On peut finalement se demander si la femme a en fait besoin de l’initiation tant elle devance en réalité les hommes dans la réalisation du plan divin. Elles le portent, l’enfantent et permettent aux hommes d’y accéder. On peut aussi se demander et estimer que c’est finalement toute leur existence, toute l’existence féminine qui est de nature initiatique.
Malgré alors ce privilège que l’on pourrait reconnaitre à la femme de pouvoir se passer de l’initiation ou d’être dans sa nature même initiation ou initiatrice, hommes et femmes partageons pourtant un même sort et un même destin en restant des êtres mortels. Mortels mais surtout aussi incomplets car nous avons toujours besoin d'un autre que soit pour exister, pour naitre au monde et y grandir, besoin de compagnons ou de compagnes pour vivre, de frères ou de sœurs, besoin de passeurs ainsi besoin d’être initié par un autre et par d’autres. Une femme peut en ce sens prendre la place d'Hiram qui emprunte d’une certaine manière un chemin universel. De plus si la femme n'est pas dans la tradition tailleur de Pierre ou chevalier rien n'empêche qu'elle trace les plans, organise l'intérieur d'une maison ou d’un Temple, voire même gouverne un peuple...

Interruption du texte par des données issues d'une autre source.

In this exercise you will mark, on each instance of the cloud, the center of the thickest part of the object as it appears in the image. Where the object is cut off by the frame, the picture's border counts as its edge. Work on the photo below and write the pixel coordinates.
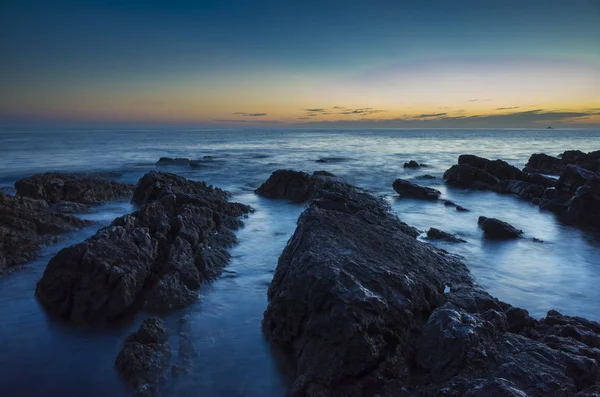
(250, 114)
(362, 111)
(525, 119)
(428, 115)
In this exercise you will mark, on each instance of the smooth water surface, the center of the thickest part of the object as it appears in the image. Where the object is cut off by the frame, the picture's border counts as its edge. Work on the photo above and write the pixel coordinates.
(42, 357)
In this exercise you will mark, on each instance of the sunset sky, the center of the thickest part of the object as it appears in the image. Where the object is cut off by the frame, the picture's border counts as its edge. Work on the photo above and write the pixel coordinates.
(455, 64)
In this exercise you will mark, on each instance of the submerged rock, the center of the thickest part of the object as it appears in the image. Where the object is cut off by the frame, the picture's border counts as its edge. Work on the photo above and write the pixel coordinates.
(77, 188)
(293, 185)
(173, 161)
(437, 234)
(363, 308)
(408, 189)
(145, 356)
(153, 258)
(496, 229)
(26, 225)
(413, 164)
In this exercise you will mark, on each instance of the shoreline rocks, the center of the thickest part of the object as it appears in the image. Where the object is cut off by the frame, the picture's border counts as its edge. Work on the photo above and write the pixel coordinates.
(89, 189)
(154, 258)
(495, 229)
(145, 357)
(363, 308)
(437, 234)
(26, 225)
(411, 190)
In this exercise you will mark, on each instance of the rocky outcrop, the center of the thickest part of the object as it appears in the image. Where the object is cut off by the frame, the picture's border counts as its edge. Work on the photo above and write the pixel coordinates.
(408, 189)
(145, 356)
(292, 185)
(576, 196)
(496, 229)
(78, 188)
(545, 164)
(26, 225)
(437, 234)
(154, 258)
(414, 164)
(496, 175)
(363, 308)
(173, 161)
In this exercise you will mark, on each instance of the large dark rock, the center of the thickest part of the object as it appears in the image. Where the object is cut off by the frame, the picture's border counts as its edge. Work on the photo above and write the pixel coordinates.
(153, 258)
(26, 225)
(542, 163)
(437, 234)
(362, 308)
(496, 229)
(294, 185)
(576, 196)
(145, 356)
(408, 189)
(79, 188)
(465, 175)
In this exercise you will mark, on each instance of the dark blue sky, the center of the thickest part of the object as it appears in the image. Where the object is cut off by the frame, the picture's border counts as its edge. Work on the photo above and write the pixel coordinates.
(79, 52)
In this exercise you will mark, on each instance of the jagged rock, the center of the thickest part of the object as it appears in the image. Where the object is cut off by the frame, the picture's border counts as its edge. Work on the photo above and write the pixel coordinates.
(413, 164)
(154, 258)
(362, 308)
(26, 225)
(78, 188)
(496, 229)
(145, 356)
(437, 234)
(465, 175)
(173, 161)
(408, 189)
(576, 196)
(294, 185)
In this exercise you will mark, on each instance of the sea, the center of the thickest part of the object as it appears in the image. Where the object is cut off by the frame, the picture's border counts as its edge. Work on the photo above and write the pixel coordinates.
(40, 356)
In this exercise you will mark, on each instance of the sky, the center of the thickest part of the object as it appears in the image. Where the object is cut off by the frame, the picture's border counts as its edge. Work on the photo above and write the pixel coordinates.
(349, 64)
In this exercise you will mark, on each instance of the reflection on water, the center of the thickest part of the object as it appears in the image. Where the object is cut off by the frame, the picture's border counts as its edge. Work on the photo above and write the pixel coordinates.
(41, 357)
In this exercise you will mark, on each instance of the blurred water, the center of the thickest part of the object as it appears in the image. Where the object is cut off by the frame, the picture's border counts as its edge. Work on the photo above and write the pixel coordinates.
(41, 357)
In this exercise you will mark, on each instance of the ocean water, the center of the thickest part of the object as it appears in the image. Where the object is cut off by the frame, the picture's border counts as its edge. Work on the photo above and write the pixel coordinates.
(40, 356)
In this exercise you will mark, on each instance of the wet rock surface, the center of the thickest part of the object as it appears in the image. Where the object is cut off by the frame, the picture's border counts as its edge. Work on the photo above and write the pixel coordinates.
(26, 225)
(545, 164)
(496, 229)
(292, 185)
(154, 258)
(437, 234)
(145, 356)
(363, 308)
(408, 189)
(88, 188)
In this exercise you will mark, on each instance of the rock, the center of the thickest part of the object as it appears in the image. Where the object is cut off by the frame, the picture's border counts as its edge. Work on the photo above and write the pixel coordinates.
(154, 258)
(407, 189)
(498, 230)
(173, 161)
(292, 185)
(498, 168)
(77, 188)
(26, 225)
(436, 234)
(576, 196)
(413, 164)
(465, 175)
(543, 163)
(145, 356)
(363, 308)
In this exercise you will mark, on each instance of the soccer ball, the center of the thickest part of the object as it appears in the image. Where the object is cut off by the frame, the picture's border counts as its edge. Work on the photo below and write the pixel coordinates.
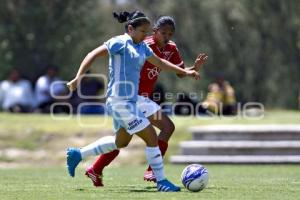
(194, 177)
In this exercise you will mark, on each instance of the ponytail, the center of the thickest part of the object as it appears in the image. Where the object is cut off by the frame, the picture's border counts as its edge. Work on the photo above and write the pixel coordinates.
(135, 19)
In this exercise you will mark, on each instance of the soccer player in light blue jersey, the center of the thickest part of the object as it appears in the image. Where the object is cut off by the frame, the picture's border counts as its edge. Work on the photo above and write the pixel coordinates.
(127, 54)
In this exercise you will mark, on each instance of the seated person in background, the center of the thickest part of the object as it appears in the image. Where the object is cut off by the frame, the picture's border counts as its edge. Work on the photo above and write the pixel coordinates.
(185, 106)
(43, 91)
(16, 94)
(220, 98)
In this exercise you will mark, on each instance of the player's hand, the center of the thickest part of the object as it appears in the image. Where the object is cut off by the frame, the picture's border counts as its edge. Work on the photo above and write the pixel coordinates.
(200, 60)
(72, 85)
(193, 73)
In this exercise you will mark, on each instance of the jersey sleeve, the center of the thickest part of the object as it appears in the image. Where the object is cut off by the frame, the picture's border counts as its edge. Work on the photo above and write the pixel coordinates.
(176, 58)
(148, 51)
(114, 45)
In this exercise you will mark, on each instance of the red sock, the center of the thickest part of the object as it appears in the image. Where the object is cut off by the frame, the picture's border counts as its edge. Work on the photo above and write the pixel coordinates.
(104, 160)
(163, 146)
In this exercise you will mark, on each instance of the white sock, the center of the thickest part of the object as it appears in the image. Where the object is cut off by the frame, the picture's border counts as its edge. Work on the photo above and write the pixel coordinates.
(103, 145)
(155, 161)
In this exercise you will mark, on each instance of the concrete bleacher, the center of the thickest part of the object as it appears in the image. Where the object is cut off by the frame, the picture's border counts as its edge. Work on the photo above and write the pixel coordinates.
(241, 144)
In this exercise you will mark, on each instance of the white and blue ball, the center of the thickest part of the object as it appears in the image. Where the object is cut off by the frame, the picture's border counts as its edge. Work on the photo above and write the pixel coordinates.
(194, 177)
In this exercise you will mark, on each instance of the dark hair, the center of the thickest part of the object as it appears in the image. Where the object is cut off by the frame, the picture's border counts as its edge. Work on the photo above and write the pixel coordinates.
(164, 20)
(135, 19)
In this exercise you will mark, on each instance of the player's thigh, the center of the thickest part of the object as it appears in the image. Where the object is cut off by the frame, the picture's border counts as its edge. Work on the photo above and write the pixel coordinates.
(122, 138)
(149, 136)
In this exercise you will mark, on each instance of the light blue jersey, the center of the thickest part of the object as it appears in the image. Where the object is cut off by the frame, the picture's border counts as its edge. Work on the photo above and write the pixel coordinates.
(125, 63)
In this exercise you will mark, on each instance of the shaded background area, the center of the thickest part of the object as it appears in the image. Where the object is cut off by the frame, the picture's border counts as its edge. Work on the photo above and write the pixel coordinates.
(255, 44)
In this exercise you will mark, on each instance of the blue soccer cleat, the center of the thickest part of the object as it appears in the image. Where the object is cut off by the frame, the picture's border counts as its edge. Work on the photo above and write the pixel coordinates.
(167, 186)
(73, 159)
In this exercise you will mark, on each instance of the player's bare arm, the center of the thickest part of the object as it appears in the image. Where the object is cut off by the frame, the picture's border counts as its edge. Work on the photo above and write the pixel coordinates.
(86, 64)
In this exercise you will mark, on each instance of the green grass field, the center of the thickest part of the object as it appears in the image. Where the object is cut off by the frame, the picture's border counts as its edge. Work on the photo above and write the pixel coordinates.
(226, 182)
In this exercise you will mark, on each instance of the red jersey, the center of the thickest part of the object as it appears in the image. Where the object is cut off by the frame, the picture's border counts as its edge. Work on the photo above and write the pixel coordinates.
(149, 72)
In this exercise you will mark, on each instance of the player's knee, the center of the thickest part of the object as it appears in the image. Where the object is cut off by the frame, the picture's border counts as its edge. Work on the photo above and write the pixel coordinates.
(169, 128)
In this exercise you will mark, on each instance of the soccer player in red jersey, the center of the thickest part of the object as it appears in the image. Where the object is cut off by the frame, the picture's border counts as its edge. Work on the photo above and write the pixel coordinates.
(163, 47)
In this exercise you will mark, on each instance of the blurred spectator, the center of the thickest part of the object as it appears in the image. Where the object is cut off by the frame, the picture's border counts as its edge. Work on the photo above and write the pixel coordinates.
(45, 97)
(185, 105)
(16, 94)
(220, 98)
(90, 90)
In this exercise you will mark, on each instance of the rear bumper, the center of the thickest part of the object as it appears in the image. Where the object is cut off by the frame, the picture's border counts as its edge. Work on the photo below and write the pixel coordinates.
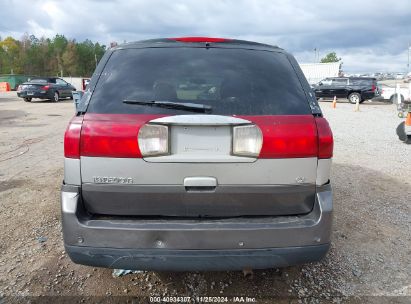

Cette interprétation de la féminité et de l’initiation s’appuyant sur des figures bibliques encore une fois pourrait être opérée en faisant appel à des figures autres, tout autant universelles et que d’autres auraient à cœur de développer.
Je précise pour conclure que ce développement n’entretient pas une ambition dissimulée de vouloir changer les choses dans notre Obédience, par exemple en suggérant de mettre en pratique la mixité. Je ne suis pour ma part absolument pas favorable à cela. Les frères que je connais sont pour la plus part du même avis et la sœur avec qui je parle de manière tout à fait privilégiée, laquelle m’a aussi avoué son désir de tradition et de pure régularité, ne souhaite pas non plus de la mixité. Les questions qui pourraient ressortir de mon analyse sont d’un autre ordre : Comment des sœurs aujourd’hui pourraient-elles enfin vivre une régularité reconnue au sein d’une Obédience féminine ? Comment nous qui faisons partie de cette famille soumise à une même règle et qui sommes liés aux autres Obédiences régulières reconnues, mais aussi qui sommes responsables et garants de la règle sur notre territoire, pourrions-nous en concertation avec nos pairs et avec une méthode rigoureuse, nous poser la question et réfléchir à la concrétisation d’une telle Obédience que nous soutiendrions, alors que nous savons aussi qu’il existe déjà des liens d’amitié entre des Obédiences régulières reconnues et des Obédiences féminines ?
Quel grand pas nous ferions, sans trahir la règle en maintenant une distinction entre l’approche masculine propre et l’approche féminine propre, en envisageant la possibilité que l’autre moitié du genre humain puisse aussi se conformer à la règle ! ».